It's that time of year when you look your lover in the eyes, feel that stirring in your stomach, and hear you inner voice ask: "Is this the best I can do?"
Please, I don't mean to sound, well, mean.
It's just that in these days that champion immediacy and disposability, somehow interpersonal relations have become just another commodity.
Having mused on these thoughts in the shower, my inbox was kissed with an e-mail that told me 1 in 10 relationships among 35- to 55-year-olds will end on or before Valentine's Day.
It seems that 62 percent of women will do the dumping, while a mere 55 percent of men will rise from the couch (or not) to put their relationships to the sword.
According to a survey, that is.
Could this be because February 14 puts our love lives into sharp relief? Could it be because restaurants and florists take this opportunity to gouge pockets within an inch of tearing trouser legs?
Perhaps it's both.
This utterly mesmerizing survey reveals that men are becoming more adept at online dating. Indeed, one in four won't leave the couch to find love. It also reveals that men just don't want to spend the moula to hula anymore.
Of those surveyed, 96 percent said they wouldn't spend anywhere near $1,000 in order to find their perfect match.
How very chill-infused men have become.
Indeed, this survey suggested that a mere 65 percent of men want to be in a relationship at all, in contrast to 76 percent of women.
My eyes still being blurry from the week's pressure, it took me awhile to realize who had sponsored this survey.
It was only when I read one conclusion -- that men are twice as likely to prefer an Eastern European accent than are women -- that I focused on the sponsor as being AnastasiaDate.com.
The site offers a heady promise: "The World's Most Beautiful Women."
More Technically Incorrect
This made me wonder whether the sentence was incomplete, the full version being "The World's Most Beautiful Women From Murmansk."
The general tenor of the site gives the impression that its target market is somewhat skewed. And then there's the idea that this is "your fastest way to a stack of replies."
I assume this is somewhat similar to having a binder full of women.
Still, the survey was performed by the grave-faced diggers at Harris Interactive, so I have to assume that its methodology was sound.
Of course, the boon that this appears to give to online dating is obvious.
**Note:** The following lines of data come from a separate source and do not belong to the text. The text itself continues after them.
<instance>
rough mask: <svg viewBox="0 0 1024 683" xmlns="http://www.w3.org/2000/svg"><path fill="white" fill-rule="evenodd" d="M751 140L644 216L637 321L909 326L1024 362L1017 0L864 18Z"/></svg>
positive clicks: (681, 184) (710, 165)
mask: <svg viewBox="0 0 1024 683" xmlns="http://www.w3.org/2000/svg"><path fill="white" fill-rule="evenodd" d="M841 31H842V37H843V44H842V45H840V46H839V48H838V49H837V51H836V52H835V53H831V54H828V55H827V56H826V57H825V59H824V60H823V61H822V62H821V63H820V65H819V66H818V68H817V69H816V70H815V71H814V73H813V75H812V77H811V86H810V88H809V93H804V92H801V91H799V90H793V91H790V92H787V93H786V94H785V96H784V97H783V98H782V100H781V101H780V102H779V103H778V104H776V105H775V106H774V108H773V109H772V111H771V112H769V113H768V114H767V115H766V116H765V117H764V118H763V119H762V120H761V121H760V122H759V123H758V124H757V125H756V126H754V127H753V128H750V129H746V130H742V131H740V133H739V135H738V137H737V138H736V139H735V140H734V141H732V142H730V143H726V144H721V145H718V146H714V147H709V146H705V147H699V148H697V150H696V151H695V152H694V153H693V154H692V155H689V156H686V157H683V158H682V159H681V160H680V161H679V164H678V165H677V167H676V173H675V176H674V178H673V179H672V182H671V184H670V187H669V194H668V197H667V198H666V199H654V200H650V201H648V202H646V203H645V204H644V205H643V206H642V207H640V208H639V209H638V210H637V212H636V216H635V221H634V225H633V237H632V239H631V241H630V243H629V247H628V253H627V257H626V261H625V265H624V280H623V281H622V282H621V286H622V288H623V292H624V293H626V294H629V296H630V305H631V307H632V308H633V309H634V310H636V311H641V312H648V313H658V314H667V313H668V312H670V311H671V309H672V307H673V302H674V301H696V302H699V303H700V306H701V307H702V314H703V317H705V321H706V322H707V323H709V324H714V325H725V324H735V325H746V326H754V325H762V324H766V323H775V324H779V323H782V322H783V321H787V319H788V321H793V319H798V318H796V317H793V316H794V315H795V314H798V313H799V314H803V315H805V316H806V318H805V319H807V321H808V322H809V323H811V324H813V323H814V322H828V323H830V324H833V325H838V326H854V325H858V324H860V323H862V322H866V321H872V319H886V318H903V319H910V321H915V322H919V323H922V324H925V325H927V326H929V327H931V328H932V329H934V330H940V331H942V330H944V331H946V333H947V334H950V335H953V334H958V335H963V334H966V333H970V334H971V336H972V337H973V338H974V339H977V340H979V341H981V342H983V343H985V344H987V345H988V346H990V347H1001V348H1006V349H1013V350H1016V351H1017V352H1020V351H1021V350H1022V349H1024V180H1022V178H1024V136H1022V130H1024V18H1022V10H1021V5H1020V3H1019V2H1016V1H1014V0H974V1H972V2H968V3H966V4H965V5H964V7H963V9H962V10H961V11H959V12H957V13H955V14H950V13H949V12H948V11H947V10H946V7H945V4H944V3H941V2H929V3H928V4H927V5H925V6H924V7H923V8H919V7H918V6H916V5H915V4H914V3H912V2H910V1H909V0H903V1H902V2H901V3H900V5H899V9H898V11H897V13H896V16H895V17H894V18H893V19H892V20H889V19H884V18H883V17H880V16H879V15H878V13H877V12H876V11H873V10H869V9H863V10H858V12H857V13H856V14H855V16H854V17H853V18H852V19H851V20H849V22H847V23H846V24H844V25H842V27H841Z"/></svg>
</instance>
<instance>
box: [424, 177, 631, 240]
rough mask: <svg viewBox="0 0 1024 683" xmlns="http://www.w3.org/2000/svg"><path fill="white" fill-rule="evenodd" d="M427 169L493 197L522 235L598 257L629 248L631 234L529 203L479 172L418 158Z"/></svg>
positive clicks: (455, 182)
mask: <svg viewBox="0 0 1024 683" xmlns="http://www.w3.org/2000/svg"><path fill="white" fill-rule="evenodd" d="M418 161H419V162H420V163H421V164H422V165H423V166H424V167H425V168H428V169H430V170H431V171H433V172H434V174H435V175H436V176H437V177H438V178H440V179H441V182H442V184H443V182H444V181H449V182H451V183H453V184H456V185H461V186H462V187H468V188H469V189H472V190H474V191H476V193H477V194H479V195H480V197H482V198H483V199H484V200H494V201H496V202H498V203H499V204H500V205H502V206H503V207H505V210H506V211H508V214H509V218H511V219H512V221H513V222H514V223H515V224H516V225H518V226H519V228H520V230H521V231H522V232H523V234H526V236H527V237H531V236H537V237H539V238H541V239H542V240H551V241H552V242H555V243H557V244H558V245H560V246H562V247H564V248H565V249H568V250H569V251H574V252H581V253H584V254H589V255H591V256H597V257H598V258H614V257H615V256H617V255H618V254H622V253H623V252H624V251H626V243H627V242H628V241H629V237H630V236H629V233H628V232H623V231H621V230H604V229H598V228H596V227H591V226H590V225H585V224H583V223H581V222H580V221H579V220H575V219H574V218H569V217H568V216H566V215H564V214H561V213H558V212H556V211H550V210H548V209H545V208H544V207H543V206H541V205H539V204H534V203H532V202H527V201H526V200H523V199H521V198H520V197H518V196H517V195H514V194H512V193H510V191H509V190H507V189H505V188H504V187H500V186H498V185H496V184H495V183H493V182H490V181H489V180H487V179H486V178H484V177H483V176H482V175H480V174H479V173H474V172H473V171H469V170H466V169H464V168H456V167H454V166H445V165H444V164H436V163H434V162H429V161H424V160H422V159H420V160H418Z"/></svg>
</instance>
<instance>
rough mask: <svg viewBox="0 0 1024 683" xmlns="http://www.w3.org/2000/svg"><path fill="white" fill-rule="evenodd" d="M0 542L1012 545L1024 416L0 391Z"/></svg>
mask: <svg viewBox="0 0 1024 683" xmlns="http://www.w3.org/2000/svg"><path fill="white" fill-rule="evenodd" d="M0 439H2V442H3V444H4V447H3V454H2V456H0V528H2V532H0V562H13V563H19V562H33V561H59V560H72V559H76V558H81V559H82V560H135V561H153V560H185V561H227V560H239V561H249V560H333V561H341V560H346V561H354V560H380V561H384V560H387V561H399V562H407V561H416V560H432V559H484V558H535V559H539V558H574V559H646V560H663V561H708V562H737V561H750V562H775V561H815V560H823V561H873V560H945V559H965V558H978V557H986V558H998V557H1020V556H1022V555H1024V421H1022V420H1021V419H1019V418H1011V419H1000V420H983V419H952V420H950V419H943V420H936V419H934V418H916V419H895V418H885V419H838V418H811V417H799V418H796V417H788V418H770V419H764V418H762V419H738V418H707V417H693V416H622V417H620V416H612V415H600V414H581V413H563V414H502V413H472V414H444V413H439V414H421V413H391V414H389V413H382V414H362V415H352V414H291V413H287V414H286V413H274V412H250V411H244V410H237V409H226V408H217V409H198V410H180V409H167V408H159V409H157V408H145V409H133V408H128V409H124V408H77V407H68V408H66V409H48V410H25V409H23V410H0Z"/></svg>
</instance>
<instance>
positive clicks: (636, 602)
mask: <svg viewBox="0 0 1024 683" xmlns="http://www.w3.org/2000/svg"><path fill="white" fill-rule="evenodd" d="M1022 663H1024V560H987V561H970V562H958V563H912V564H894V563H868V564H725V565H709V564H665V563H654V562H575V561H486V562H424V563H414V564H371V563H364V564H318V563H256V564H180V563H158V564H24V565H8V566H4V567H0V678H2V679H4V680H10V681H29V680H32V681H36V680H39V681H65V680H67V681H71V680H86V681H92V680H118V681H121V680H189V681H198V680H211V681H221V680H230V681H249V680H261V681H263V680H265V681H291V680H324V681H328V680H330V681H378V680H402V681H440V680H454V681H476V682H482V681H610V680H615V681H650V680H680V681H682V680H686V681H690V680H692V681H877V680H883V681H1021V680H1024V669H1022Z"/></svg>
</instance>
Business will surely be booming this week. Even the most couch-bound can -- at least theoretically -- find some information about whom they might ultimately meet in person.
They can make their sedentary judgments before agreeing to meet anyone at all. This, of course, assumes that this anyone looks like their pictures and has a vague interest in telling the truth.
The saddest part, though, as relationships flourish or crumble this week, is that respondents' biggest complaint is that it's far too difficult to meet people in person.
Could that be because everyone's nose is permanently parked in a gadget?